Suicide is an incredible tragedy, at any age or stage of life. In the past, I’ve discussed the growing rate of suicide among young adults – teenagers in particular. However, suicide can touch anyone and sadly, suicide rates in the workplace are on the rise. September 10th is World Suicide Prevention Day. I think it is so important that we bring suicide out of the shadows and discuss what part we can play in preventing suicide in the workplace.
Is suicide a problem in the Canadian workplace?
You may not realize how prevalent suicide is in our workplaces and the numbers of Canadians affected by suicide are staggering. According to the Canadian Association for Suicide Prevention (CASP):
- It’s estimated that more than 3,000,000 Canadians have been affected by suicide
- It’s likely that many people in every workplace have known someone who has died by suicide
- Suicide is the leading cause of injury-related death in Canada
- Working-aged men and women represent one of the highest risk groups for suicide
- Men of working age die by suicide 3 to 4 times more often than women
- Women are hospitalized for suicide-related behaviour 1.5 times more often than men
- Although suicide deaths affect almost all age groups, middle-aged men (40 to 59) have the highest rates
Why is workplace suicide on the rise?
Many attribute the rise in workplace suicide to globalization which has really altered the way we work.

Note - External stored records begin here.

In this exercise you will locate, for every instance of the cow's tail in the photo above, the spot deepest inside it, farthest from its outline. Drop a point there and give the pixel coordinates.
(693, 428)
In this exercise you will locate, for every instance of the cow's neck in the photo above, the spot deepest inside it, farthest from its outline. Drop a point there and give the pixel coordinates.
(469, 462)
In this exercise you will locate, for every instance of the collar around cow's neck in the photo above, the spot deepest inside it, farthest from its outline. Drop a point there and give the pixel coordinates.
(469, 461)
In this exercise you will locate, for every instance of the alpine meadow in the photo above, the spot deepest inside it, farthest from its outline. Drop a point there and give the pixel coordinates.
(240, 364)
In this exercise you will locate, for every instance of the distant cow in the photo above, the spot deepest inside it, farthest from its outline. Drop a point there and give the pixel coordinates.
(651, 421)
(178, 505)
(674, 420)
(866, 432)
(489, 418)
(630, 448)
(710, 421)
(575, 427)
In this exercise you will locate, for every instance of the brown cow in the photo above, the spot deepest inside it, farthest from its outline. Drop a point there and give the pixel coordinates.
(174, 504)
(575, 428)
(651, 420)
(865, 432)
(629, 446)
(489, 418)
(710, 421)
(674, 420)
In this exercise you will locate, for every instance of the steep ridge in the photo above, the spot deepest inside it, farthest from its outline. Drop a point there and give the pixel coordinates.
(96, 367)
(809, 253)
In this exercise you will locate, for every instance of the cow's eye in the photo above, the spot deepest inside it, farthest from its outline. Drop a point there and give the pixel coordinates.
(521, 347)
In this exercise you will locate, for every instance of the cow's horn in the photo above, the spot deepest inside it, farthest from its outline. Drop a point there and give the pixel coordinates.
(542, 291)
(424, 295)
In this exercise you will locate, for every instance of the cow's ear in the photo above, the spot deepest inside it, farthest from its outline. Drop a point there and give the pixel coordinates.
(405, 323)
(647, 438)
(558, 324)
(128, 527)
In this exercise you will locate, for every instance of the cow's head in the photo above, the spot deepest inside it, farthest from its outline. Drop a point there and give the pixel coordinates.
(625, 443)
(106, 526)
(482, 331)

Job insecurity, the shift to contract workers, unrealistic targets and deadlines, the pressure to produce profit and the abandonment of any work/life balance are all contributors.

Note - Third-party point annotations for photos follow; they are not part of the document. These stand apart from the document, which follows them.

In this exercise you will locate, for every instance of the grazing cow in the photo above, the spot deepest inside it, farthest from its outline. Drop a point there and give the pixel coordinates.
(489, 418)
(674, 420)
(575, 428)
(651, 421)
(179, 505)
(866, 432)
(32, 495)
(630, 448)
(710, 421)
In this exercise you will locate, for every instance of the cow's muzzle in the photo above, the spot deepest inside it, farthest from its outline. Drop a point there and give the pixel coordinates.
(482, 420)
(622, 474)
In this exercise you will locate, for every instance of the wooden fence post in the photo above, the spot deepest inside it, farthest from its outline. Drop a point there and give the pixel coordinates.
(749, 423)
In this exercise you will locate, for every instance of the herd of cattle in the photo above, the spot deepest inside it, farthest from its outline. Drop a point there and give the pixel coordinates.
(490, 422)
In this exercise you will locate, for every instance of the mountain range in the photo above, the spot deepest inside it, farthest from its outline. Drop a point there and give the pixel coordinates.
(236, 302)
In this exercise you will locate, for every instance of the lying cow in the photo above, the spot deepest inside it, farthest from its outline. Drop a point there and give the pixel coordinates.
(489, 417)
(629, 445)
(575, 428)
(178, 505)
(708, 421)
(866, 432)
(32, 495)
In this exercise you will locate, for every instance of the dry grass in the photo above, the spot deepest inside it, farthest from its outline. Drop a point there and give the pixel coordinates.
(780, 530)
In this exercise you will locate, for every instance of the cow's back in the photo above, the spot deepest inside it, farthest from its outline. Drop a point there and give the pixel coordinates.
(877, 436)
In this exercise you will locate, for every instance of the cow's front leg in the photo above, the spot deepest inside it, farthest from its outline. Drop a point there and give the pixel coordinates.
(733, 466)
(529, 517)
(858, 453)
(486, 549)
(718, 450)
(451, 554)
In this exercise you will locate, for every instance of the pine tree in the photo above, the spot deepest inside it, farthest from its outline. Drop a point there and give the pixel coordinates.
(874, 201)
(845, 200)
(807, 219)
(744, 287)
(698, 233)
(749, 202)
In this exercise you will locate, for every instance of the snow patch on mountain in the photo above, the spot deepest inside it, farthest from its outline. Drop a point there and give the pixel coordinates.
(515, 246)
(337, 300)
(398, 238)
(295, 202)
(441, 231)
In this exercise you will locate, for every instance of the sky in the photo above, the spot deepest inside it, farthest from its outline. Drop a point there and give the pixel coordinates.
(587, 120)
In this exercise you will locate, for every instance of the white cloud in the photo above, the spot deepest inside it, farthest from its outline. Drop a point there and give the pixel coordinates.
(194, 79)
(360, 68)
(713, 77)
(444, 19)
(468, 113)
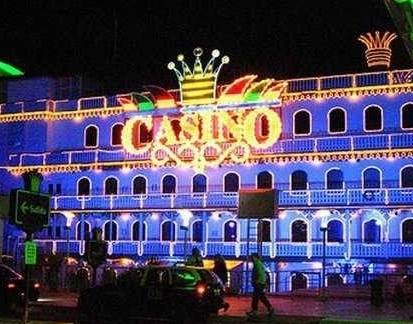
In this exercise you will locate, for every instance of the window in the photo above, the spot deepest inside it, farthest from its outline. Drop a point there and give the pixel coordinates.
(110, 231)
(266, 231)
(302, 123)
(199, 183)
(231, 182)
(197, 231)
(230, 231)
(83, 231)
(335, 179)
(91, 136)
(168, 184)
(373, 118)
(299, 231)
(337, 120)
(298, 281)
(111, 186)
(407, 116)
(299, 180)
(140, 134)
(407, 177)
(335, 231)
(168, 231)
(116, 138)
(137, 234)
(264, 180)
(264, 127)
(139, 185)
(371, 178)
(407, 231)
(83, 187)
(372, 232)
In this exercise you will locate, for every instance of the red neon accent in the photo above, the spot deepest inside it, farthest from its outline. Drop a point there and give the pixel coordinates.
(161, 96)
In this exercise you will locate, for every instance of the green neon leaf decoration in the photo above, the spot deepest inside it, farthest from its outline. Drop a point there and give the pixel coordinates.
(9, 70)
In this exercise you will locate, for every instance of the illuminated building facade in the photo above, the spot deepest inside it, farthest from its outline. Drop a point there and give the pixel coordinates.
(145, 166)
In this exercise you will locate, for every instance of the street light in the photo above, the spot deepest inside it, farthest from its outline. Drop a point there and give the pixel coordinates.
(323, 230)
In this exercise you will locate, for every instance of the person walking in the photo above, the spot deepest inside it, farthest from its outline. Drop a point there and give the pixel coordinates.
(220, 268)
(195, 259)
(259, 284)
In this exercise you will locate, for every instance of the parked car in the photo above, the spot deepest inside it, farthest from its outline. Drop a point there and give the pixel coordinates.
(180, 293)
(12, 285)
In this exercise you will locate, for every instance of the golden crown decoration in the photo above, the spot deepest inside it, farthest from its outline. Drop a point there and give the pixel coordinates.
(198, 87)
(378, 52)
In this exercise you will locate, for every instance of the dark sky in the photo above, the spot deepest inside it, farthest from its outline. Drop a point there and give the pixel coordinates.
(277, 38)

What can you do to prevent suicide in your workplace?
There are many things that you can do to prevent suicide and promote mental health in your workplace:
- Promote information and resources on suicide prevention, intervention and postvention (suicide bereavement)
- Create a caring work environment
- Reduce the stigma that accompanies suicide
- Give your managers and employees the right tools to be able to identify and support employees at risk of suicide
- Once at-risk behaviour is recognized, act on it – make sure your employee gets the appropriate help, work on reducing stress levels, perhaps flexible hours or working from home…

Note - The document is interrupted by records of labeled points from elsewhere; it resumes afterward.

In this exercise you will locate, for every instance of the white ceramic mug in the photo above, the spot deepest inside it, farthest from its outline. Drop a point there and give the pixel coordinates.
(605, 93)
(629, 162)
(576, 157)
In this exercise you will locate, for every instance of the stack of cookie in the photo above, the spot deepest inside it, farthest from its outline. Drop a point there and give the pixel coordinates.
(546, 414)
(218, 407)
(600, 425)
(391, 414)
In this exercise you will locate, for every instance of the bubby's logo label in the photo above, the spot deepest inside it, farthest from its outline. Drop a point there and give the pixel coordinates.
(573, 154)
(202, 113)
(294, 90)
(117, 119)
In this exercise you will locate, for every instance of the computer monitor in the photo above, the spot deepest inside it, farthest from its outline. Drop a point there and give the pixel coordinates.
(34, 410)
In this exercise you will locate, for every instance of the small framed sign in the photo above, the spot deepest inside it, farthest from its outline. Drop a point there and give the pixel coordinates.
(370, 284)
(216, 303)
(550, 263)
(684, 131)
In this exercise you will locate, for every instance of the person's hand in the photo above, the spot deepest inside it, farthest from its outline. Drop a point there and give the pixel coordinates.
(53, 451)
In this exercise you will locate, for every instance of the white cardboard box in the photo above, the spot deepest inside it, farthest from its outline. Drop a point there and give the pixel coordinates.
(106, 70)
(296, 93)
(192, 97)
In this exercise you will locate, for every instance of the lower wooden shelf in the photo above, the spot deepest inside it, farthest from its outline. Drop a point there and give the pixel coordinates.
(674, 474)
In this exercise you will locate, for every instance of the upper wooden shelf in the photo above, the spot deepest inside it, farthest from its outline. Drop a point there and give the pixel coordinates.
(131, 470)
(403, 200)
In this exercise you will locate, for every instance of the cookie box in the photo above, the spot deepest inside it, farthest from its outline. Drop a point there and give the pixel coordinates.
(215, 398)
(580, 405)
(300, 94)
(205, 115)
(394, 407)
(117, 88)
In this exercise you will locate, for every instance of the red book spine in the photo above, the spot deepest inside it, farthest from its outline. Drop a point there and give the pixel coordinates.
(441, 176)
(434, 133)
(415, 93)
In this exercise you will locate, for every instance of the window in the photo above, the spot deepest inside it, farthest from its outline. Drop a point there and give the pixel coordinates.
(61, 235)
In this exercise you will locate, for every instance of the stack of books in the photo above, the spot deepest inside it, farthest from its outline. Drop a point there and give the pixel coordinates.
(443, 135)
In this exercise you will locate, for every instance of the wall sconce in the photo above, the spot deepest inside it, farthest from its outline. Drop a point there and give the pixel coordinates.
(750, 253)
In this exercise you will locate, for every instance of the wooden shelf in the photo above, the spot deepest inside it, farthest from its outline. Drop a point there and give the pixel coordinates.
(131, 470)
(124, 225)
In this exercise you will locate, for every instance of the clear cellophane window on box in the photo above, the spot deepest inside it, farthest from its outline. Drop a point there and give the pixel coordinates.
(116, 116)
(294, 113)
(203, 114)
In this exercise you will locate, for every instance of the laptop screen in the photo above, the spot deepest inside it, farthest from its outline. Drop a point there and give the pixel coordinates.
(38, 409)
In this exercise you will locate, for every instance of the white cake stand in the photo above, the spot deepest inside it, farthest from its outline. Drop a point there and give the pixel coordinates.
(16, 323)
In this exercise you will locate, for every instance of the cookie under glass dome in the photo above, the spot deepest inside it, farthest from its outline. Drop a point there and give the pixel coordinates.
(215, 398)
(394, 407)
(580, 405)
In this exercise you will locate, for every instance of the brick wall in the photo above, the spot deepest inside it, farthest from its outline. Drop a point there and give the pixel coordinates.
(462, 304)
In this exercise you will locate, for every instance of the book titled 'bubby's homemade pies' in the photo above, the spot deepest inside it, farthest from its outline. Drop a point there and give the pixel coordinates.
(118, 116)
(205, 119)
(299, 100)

- Ensure that employees that are bereaved by suicide get the help that they need
- Encourage help-seeking behaviours
- Establish a response protocol in the event of a suicide or suicide attempt at work
What are the benefits to becoming a suicide-safer workplace?
There are many great reasons for becoming a suicide-safer workplace:
- The number 1 reason is that you could be saving lives!
- Workplaces injuries and absences will be reduced
- A happy and healthy workforce is more productive
- A compassionate and psychologically safe workplace inspires employees to be their best
It’s important for every company to play their part in suicide prevention. Does your company have a suicide prevention program in place? You can make a difference.